Mansfield Park begins with Fanny Price leaving her family to live with her rich relatives. In spite of being brought up in a rich household, she is not considered equal to the rest of the family. Fanny grows up with her cousins Tom (the rebellious older cousin), Edmund (the kind, brother like figure who needs Fanny to put words to his feelings), and Maria and Julia (the two sisters who are frivolous and desiring of attention, Maria more so than Julia). Fanny is thrust into situations where she has to make a decision between her sense and her sensibility, from an offer of marriage by Mr. Henry Crawford (which she refuses due to the fact that she does not trust him for she sees his true character) to being sent away from Mansfield Park (because she refuses Mr. Crawford) to bashing heads with Miss Crawford (due to a family scandal). Mansfield Park also explores the idea of whether or not two friends can be together. According to this film, it can happen for Fanny and Edmund do get married at the end. Interestingly enough, the plot itself didn’t come off like a Jane Austen story, but the characters do seem to be true to the Austen character types from her novels.

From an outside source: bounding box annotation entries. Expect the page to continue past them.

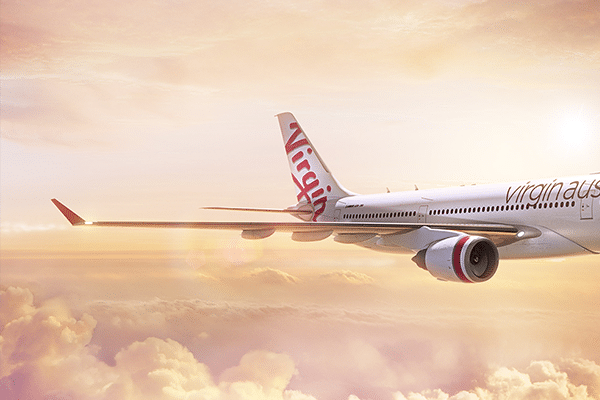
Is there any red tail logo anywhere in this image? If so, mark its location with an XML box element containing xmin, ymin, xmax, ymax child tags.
<box><xmin>285</xmin><ymin>122</ymin><xmax>331</xmax><ymax>221</ymax></box>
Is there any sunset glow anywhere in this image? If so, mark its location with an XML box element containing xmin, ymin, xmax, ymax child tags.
<box><xmin>0</xmin><ymin>0</ymin><xmax>600</xmax><ymax>400</ymax></box>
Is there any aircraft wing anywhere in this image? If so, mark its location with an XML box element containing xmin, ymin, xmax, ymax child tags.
<box><xmin>52</xmin><ymin>199</ymin><xmax>539</xmax><ymax>247</ymax></box>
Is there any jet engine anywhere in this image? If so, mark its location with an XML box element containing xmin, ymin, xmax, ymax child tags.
<box><xmin>412</xmin><ymin>235</ymin><xmax>500</xmax><ymax>283</ymax></box>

I must confess that there are times when these characters do things that are not totally congruent with something Austen would do. However, this is due to the plot of the story, not with how the characters actually act. This is where the film becomes unsuccessful in capturing the essence of Austen. Mansfield Park does seem to focus mainly on the romance, rather than class differences or women’s education, even though it does offer some interpretations on this. One element in this film that really separates itself from an Austen work is the films knack of wanting to tell an Austen story and deal with racism in England. As I said earlier, I have never read Mansfield Park, but as a developing Austen fan, this racism element feels like a slap in the face. At one point Fanny finds sketches of people being raped, beaten, and Sir Thomas being pedophile. This was a most unsuccessful, and disappointing, element and almost ruins the Austen film experience.
In spite of all this, the film does offer some interesting readings of women’s education, and class relations. For example, at the beginning of the film she overhears Sir Tomas telling his daughters that she is not their equal, but she must never know it. This shows that the family will do the proper thing, the socially acceptable thing, and act like Fanny is their equal, which doesn’t really happen, but they will never believe this to be true. Another thought-provoking interpretation was on women’s education, which really fit the Austen mold. The film shows that in spite of a formal education, women who are raised in wealth really are not educated in the modern sense of the word. Fanny who has no money following her, increases her intellect because that’s all she has, but the other two female cousins are very frivolous and selfish. Notice that towards the end of the movie Maria and Mr. Crawford have an affair and the Sir Thomas complains that in spite of all that education she received she still did this. This tells us that even though Maria received a formal education, she was never taught to think and reason for herself. This idea seems to be very consistent with some of the other Austen works, such as Pride and Prejudice (Elizabeth almost has to increase her intellect and Miss Bingley really doesn’t because she has money) and Emma (Emma doesn’t reach for her full potential because she doesn’t have to, whereas Jane Fairfax does reach for education because she doesn’t have money).
Mansfield Park does have some great qualities, mainly the characters, but at the same time the unsuccessful traits of this film does overshadow what can be deemed as successful, in my opinion. Even though the film does capture the essence of an Austen character, this does not make up for the racism element, the lack of satirical elements, and the heavily romantic plot it tries to bring to the table.